Además de lo anterior, se tiene información que actualmente otra integrante del referido Consejo, pasó a desempeñar las funciones de la Secretaría Técnica del propio órgano ciudadano, debido a que la actual Defensora, sin tener la facultad para hacerlo, cesó de sus funciones a la Secretaria Técnica Silvia Bustamante, quien con anterioridad había sido ratificada en su cargo, por el mismo Consejo Ciudadano en funciones.
Aunque en la ley se mandata que mensualmente deben realizarse sesiones ordinarias y extraordinarias del Consejo Ciudadano, que deben ser presididas por la titular de la DDHPO; se sabe que actualmente esta disposición no se cumple, como tampoco son cumplidas las funciones que la propia ley le otorga al Consejo, en el artículo 18 de dicho instrumento jurídico, para proponer diversas medidas que permitan mejorar la calidad de los servicios que presta dicho organismo.
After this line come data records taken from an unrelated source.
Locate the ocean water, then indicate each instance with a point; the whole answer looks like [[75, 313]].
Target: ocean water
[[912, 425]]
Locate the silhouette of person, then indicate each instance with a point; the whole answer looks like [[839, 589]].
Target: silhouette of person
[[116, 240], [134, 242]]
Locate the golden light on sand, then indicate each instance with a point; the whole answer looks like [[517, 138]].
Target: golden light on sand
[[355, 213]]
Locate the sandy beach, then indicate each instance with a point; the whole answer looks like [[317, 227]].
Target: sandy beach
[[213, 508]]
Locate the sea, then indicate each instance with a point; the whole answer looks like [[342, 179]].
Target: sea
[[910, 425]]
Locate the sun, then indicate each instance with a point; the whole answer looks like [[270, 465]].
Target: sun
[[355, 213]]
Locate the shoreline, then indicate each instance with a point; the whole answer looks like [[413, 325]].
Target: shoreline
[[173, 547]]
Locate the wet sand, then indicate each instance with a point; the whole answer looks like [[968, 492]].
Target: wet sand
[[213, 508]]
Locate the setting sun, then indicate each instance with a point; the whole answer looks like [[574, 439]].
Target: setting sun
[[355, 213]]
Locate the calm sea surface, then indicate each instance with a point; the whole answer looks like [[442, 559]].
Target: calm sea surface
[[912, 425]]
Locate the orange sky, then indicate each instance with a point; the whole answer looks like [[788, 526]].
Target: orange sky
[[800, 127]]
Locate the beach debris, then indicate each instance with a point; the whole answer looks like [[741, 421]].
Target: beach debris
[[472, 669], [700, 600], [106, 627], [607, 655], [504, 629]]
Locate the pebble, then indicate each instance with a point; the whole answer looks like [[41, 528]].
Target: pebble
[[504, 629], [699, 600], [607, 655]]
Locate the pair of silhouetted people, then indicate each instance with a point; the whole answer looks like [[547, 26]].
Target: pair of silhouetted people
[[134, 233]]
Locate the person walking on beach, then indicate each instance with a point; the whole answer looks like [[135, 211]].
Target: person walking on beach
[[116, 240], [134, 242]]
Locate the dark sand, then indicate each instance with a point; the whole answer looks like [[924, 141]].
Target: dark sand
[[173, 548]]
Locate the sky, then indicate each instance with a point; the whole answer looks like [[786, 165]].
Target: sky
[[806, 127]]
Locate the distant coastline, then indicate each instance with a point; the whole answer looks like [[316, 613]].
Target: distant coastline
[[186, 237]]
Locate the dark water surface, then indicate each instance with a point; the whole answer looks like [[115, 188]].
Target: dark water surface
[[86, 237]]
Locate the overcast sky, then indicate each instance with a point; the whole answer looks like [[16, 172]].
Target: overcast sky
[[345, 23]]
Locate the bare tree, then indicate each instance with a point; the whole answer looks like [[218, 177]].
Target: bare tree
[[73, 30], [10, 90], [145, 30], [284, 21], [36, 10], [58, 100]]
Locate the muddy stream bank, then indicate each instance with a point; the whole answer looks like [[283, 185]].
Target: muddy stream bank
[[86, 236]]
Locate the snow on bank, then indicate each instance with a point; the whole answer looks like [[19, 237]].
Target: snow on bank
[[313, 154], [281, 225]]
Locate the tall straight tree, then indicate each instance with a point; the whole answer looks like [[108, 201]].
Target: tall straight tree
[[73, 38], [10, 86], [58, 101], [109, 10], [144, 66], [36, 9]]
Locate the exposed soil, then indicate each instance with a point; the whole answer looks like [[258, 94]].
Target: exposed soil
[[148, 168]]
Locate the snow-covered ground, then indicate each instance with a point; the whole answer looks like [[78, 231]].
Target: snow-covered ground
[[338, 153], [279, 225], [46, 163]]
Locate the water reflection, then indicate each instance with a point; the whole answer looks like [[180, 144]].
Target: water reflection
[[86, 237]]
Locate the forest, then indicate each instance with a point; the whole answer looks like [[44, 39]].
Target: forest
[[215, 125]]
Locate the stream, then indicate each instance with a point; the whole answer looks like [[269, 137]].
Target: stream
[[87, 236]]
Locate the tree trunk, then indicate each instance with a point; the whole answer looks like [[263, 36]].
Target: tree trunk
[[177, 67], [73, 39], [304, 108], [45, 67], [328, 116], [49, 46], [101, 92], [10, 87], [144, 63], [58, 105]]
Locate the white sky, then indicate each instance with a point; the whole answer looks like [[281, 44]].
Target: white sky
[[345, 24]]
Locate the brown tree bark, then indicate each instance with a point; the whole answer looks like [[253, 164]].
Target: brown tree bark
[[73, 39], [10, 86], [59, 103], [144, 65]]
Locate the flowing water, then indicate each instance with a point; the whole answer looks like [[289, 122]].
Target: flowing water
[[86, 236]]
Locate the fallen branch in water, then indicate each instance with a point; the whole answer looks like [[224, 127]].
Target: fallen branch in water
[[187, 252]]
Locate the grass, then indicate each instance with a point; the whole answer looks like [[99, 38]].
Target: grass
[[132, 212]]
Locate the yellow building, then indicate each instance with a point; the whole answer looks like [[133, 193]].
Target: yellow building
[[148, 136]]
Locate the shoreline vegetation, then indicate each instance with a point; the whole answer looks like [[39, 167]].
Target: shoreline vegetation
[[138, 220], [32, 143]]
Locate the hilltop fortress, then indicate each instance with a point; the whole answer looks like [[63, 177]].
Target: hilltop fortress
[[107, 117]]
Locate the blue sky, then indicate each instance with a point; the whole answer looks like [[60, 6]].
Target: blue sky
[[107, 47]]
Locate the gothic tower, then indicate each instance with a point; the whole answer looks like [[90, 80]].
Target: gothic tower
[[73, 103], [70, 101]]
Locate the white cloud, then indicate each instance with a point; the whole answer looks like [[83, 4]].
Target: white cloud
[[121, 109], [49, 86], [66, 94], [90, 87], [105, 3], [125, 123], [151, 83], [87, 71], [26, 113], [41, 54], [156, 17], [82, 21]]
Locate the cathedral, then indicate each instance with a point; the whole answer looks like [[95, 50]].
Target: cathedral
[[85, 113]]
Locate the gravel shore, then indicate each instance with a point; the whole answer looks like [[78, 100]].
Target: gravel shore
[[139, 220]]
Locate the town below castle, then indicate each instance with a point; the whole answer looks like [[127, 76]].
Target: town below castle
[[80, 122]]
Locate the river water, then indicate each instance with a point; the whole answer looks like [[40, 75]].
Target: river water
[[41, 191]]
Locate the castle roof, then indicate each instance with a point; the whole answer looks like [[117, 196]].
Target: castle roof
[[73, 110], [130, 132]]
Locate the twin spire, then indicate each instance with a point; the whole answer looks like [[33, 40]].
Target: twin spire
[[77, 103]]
Asimismo, debe denunciarse que con la complacencia de la actual titular, actualmente viene operando como Consejera Ciudadana, una persona que es servidora pública del DIF estatal (mando superior), situación que la ley de la Defensoría prohíbe terminantemente.
Por otro lado, y aunque el Consejo Ciudadano es la máxima autoridad de la Defensoría, se sabe que la titular no lo consulta para la toma de decisiones cruciales, como las modificaciones de la estructura orgánica y la creación o reorientación de los servicios que son ofrecidos por el organismo, mucho menos, se ha permitido que el Consejo intervenga para diseñar un Plan Estratégico Institucional, que brinde direccionalidad a los programas y acciones de la Defensoría, documento rector que aún no existe.
No sería ocioso que quienes integran la Comisión Permanente de Derechos Humanos en el Congreso del Estado en cumplimiento al mandato que les fue conferido por el pueblo de Oaxaca, realmente se pusieran a desquitar la jugosa dieta que mensualmente reciben y realicen urgentemente una revisión de lo que está pasando al interior de la DDHPO; que evalúen realmente su funcionamiento y el de sus oficinas Regionales o especializadas y que con base en el presupuesto que dicho organismo recibe anualmente, se pueda saber cuánto está costando la atención completa de una queja y la formulación de un Cuaderno de Antecedentes, además de determinar cuánto le cuesta al pueblo de Oaxaca una Recomendación de la Defensoría por la violación a los derechos humanos de la ciudadanía.
Habría que evaluar también cuantos recursos de inconstitucionalidad se han elaborado en contra de la promulgación de leyes o disposiciones arbitrarias que violentan derechos humanos de las y los oaxaqueños y por qué no se denuncia la inmoral impunidad de las autoridades de justicia, por los numerosos feminicidios que se cometen en las distintas regiones del estado y que colocan a la entidad en los primeros sitios de la estadística nacional?. En fin, el Consejo ciudadano de la DDHPO y la Comisión Permanente de Derechos Humanos deben cumplir con sus obligaciones y realizar la evaluación urgente del desempeño de este organismo autónomo, ya que las auditorias que realiza la Auditoria Superior de Fiscalización del Estado, para nada tocan lo referente al desempeño y eficiencia programática.
Tal parece que, ahora, la DDHPO solo enfoca su presupuesto, personal y acciones programáticas para la atención de las y los migrantes centroamericanos, por recomendaciones directas del tutor de la Defensora; por todo ello, se ratifica la necesidad de que, tanto el Consejo Ciudadano o lo que quede de este, así como la Comisión Permanente de Derechos Humanos del Congreso del Estado, vigilen muy de cerca las graves anomalías y deficiencias que se están dando al interior de este organismo, cuya titular actúa con las mismas actitudes arbitrarias y llenas de prepotencia, como lo hace a nivel nacional la Presidenta de la CNDH.